- Native to: Tanzania
- Region: Lake Victoria
- Ethnicity: Kerewe people
- Native speakers: (100,000 cited 1987)
- Language family: Niger–Congo? Atlantic–CongoBenue–CongoBantoidBantuNortheast BantuGreat Lakes BantuWest NyanzaRutaraKerebe; ; ; ; ; ; ; ; ;

Language codes
- ISO 639-3: ked
- Glottolog: kere1283
- Guthrie code: JE.24

= Kerewe language =

Bantu language spoken in Tanzania

Kerewe, or Kerebe, is a Bantu language of Tanzania, spoken on Ukerewe Island in Lake Victoria, the largest inland island in Africa.
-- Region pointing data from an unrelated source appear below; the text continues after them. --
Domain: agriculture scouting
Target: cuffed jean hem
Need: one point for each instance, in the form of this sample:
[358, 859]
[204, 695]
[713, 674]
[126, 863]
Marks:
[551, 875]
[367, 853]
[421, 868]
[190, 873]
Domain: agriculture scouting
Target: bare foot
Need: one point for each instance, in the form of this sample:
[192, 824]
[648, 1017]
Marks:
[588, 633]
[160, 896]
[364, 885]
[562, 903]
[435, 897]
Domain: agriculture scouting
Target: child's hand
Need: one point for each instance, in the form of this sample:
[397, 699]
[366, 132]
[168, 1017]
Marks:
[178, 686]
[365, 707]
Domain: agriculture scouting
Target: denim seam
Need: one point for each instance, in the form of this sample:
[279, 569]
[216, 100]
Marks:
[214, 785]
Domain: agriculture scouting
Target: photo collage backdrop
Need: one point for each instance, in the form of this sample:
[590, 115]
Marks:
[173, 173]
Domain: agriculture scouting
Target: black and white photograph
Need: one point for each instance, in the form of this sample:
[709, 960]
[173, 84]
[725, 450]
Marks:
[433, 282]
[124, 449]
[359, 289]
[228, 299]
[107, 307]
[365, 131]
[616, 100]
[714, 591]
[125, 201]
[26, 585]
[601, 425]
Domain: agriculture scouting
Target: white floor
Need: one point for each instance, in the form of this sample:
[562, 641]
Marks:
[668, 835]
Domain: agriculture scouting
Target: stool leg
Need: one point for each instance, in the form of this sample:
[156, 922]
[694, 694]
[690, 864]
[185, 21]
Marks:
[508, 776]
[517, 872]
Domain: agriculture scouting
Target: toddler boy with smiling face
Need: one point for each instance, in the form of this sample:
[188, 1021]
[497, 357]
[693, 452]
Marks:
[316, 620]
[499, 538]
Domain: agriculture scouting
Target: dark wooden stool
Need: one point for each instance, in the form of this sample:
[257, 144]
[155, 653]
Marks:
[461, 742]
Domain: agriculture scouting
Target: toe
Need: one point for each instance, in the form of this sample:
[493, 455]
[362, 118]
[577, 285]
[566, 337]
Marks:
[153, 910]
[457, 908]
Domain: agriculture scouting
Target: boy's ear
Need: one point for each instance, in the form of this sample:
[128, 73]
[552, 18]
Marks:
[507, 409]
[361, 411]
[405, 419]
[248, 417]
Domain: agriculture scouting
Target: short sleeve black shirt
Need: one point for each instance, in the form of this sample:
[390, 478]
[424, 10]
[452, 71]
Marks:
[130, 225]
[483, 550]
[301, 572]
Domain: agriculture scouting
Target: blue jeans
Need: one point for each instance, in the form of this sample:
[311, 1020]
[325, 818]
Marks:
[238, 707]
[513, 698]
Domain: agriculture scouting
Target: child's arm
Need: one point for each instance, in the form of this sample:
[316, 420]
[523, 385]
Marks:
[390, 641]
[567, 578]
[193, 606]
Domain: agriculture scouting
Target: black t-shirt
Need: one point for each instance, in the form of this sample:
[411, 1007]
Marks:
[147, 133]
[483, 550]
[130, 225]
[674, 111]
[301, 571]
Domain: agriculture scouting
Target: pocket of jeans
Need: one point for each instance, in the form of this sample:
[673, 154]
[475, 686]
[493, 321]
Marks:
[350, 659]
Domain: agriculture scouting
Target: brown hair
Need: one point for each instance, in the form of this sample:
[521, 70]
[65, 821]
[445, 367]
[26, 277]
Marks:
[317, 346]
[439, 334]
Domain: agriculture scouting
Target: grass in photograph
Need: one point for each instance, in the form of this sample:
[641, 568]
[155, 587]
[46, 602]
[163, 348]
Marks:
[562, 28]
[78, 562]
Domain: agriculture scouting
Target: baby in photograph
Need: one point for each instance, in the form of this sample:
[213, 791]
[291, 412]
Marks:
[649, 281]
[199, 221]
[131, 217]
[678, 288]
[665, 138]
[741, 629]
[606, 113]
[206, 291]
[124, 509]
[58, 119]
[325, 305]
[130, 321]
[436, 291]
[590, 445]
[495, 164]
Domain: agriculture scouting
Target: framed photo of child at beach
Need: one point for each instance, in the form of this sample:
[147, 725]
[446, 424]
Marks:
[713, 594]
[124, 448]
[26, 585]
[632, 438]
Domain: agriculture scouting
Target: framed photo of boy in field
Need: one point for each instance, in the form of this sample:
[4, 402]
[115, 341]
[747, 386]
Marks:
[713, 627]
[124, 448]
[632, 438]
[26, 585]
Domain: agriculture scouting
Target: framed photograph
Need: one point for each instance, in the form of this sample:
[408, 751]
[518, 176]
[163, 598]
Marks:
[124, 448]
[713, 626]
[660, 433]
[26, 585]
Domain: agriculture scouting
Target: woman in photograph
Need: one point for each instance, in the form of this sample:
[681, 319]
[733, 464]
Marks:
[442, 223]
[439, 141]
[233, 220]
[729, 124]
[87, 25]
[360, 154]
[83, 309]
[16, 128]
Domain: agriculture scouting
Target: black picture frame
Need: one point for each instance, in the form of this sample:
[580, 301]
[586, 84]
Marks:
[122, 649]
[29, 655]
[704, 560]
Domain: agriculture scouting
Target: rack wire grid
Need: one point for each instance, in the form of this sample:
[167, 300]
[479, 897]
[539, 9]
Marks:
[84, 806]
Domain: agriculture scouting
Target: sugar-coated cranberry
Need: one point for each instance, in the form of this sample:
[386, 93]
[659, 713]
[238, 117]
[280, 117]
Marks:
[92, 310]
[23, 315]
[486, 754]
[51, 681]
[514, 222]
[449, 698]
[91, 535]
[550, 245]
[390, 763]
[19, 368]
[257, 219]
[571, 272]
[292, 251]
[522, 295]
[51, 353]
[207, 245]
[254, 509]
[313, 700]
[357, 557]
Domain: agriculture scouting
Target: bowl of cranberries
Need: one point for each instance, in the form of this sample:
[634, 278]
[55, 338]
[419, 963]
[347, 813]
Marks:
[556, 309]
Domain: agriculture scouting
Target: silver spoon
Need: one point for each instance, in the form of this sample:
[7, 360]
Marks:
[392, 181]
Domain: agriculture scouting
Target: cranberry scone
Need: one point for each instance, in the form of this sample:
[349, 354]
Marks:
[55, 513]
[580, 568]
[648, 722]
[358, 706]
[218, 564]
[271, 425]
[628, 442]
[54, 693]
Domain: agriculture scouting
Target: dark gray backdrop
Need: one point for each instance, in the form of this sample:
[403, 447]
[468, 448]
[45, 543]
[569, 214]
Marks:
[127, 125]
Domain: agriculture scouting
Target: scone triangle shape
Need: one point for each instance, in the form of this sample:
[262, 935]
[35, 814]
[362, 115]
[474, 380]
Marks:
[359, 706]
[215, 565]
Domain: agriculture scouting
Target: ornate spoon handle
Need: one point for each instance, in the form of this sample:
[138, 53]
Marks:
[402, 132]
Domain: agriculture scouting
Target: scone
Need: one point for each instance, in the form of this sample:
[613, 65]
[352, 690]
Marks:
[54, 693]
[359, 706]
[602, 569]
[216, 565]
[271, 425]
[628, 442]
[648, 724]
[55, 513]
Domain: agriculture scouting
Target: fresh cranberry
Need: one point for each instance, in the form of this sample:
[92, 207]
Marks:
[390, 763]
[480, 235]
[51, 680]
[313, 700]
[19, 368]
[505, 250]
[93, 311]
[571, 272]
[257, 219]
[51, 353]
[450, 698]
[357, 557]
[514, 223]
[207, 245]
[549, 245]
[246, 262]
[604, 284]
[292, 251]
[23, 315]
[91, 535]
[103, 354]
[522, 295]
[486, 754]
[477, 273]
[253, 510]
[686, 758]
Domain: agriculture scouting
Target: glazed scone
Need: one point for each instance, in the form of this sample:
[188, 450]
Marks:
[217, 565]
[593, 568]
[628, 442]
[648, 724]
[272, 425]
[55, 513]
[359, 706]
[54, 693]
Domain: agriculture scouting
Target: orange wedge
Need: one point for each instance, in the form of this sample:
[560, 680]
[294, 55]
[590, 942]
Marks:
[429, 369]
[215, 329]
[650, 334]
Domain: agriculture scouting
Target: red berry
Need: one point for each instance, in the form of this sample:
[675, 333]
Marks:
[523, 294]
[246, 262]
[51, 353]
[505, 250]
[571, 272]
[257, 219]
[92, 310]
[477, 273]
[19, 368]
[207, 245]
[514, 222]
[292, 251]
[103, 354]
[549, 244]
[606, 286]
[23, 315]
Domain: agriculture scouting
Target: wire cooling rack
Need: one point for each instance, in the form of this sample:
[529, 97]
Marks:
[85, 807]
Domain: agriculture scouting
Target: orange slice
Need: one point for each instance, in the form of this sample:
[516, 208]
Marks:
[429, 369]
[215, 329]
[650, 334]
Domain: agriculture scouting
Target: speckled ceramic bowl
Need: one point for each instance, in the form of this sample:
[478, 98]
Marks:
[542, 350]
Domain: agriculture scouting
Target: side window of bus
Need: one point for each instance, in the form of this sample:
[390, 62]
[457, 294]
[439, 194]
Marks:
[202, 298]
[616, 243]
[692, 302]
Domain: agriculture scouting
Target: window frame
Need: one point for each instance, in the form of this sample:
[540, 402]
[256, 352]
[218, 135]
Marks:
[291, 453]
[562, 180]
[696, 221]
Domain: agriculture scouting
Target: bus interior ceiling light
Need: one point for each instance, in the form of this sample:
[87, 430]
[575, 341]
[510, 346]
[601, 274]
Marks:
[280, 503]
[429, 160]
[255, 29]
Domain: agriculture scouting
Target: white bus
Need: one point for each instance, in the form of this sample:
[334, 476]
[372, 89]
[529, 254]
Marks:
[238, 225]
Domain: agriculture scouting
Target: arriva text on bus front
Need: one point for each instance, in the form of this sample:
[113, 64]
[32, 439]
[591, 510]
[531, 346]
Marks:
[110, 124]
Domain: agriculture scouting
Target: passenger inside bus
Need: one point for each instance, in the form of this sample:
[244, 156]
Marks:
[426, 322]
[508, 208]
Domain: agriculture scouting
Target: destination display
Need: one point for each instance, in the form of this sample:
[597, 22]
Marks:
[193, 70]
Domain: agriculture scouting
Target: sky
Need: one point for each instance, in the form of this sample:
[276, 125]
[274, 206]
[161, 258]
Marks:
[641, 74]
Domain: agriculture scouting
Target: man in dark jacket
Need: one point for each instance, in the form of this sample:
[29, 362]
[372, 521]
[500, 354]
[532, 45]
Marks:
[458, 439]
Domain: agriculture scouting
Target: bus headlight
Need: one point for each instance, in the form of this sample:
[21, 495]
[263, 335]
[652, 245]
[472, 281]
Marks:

Kerewe phonology prohibits vowel sequences: if a vowel sequence arises in the underlying representation of a phrase, the sequence becomes either a long vowel or a glide followed by a long vowel in the surface representation.

== Literature ==
The first attempts at Bible translation into Kerewe were some Bible stories in 1899, liturgical Gospels in 1921 and 1937 and a Gospel harmony in 1930. The New Testament was translated into Kerewe by French Canadian Padri Almas Simard (1907-1954) from the White Fathers, working with several native speakers. The translation received the imprimatur on 4 October 1945. It was published as Omulago Muhya, (Kikahindurwa mu Kikerewe) at the White Fathers Mission Press in Bukerewe.

Aniceti Kitereza originally wrote the novel Mr. Myombekere and His Wife Bugonoka, Their Son Ntulanalwo and Daughter Bulihwali in Kerewe, before translating it into Swahili for publication.